Avant de longuement détailler le plan qualité d’Orpea, tout en ne masquant pas l’augmentation des événements indésirables constatés ces dernières années dans ses Ehpad. De 149 à 2016 à 391 en 2021 en passant par 421 deux ans plus tôt, avec jusqu’à une quarantaine de suspicions de maltraitances. « Concernant les signalements et les cas de maltraitances, il y a des lois et des procédures pour cela. Quand c’est le cas, il est de notre devoir d’écarter temporairement le salarié. Mais je ne suis pas dans tous les établissements. »
« Vous nous décrivez un plan de qualité mais des dérives ont été constatées. Et il n’y a pas les réponses attendues », a regretté Fadila Khattabi, présidente de la commission des affaires sociales lors de cette audition finalement stérile.

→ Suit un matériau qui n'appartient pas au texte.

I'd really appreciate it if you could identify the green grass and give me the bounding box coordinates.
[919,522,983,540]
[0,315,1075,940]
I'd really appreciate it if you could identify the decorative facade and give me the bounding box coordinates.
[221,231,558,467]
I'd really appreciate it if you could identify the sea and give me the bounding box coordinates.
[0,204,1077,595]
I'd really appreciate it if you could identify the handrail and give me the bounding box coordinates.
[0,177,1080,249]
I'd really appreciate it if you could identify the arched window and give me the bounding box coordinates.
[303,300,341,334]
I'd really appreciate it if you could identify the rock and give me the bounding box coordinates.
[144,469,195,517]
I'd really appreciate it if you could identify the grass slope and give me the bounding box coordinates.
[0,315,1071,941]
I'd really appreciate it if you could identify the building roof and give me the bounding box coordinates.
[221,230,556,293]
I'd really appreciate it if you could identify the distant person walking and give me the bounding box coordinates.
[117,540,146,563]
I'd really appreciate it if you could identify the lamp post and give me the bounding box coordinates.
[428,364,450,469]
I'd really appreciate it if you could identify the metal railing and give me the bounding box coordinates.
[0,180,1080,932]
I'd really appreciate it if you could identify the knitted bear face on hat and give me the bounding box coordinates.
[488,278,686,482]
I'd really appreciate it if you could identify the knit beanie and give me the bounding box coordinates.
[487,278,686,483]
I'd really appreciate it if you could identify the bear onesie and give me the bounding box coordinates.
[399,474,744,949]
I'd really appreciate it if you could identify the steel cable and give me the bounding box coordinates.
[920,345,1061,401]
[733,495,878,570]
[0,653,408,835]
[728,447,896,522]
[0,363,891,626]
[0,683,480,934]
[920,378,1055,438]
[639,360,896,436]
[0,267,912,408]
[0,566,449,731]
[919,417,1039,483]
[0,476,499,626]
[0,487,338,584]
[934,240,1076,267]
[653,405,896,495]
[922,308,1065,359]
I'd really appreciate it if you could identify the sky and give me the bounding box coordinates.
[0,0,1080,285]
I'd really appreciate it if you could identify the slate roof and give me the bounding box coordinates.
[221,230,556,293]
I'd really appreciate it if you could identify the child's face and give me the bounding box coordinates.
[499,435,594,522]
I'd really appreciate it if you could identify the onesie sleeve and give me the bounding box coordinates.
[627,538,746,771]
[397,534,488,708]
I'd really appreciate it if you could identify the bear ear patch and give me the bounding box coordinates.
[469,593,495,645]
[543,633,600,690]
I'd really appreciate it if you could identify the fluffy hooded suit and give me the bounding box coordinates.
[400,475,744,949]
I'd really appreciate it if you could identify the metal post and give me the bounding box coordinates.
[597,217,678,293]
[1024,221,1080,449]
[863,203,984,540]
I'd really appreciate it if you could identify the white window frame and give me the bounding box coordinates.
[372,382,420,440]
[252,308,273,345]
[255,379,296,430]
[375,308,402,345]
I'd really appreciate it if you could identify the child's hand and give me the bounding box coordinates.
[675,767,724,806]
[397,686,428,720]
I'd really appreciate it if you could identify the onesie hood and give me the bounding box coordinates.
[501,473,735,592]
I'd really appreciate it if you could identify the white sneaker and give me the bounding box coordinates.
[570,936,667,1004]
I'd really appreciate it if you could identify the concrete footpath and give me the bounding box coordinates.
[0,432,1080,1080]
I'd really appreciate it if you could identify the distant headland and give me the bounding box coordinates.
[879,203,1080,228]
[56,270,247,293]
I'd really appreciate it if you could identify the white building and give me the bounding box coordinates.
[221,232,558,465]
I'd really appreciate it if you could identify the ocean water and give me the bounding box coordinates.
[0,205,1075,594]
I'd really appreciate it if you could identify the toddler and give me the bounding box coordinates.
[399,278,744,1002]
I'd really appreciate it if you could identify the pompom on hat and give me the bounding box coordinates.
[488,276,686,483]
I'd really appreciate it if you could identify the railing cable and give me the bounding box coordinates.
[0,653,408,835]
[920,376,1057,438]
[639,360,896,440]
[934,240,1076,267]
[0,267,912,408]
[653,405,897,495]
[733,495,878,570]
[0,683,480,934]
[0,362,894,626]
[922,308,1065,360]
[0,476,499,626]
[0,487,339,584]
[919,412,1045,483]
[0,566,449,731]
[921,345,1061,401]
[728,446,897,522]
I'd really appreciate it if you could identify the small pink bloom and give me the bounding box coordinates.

Philippe Charrier a bien repris la parole, mais seulement pour rappeler le caractère international du groupe, présent dans 23 pays. « Notre domaine n’est pas que celui des Ehpad. Nous avons plus de la moitié de nos établissements hors de France, avec une croissance vigoureuse. Cette croissance est possible car on rend des services jugés de qualité satisfaisantes ». Et celui… des protections: « On ne les compte pas, on n’a jamais refusé des commandes de protections ».
Un absent bien encombrant
L’absence d’Yves Le Masne, ancien PDG du groupe, limogé le 30 janvier, a aussi plané durant toute la durée de cette audition. « Nous avons appris que votre prédécesseur avait vendu près de 5.500 actions de votre entreprise après avoir été informé de l’enquête en cours », a fait remarquer Paul Christophe, député « Agir ensemble » du Nord. « Ce comportement résonne comme des aveux ». « Le limogeage de votre directeur est-il une forme de culpabilité? », a demandé Bernard Perrut, député Les Républicains du Rhône.
Jeannine Dubié, député « Liberté et territoire » des Hautes-Pyrénées, s’est pour sa part émue de l’indemnité de départ de l’ancien PDG du groupe, estimée à 2,6 millions de départ. « Son salaire était de 1,3 million d’euros […] Je suis outré de ça », a-t-elle rappelé.
« Pourquoi n’est-il plus le PDG? », a répondu Philippe Charrier. « Cela ne dit rien sur la responsabilité future d’Yves Le Masne. Le conseil d’administration a estimé au moment de la réception du livre qu’il y avait tellement d’éléments à l’intérieur que notre obligation fiduciaire était de contrôler absolument tout. Nous avons lancé des enquêtes extérieures et indépendantes, et ce n’était pas compatible avec sa présence. » Concernant ses indemnités de départ, le conseil d’administration attendra les résultats des enquêtes.
Et pour conclure cette audition, la présidente Fadila Khattabi n’y est pas allée par quatre chemins : « on va s’arrêter là. La représentation nationale est très déçue de la qualité de vos réponses ».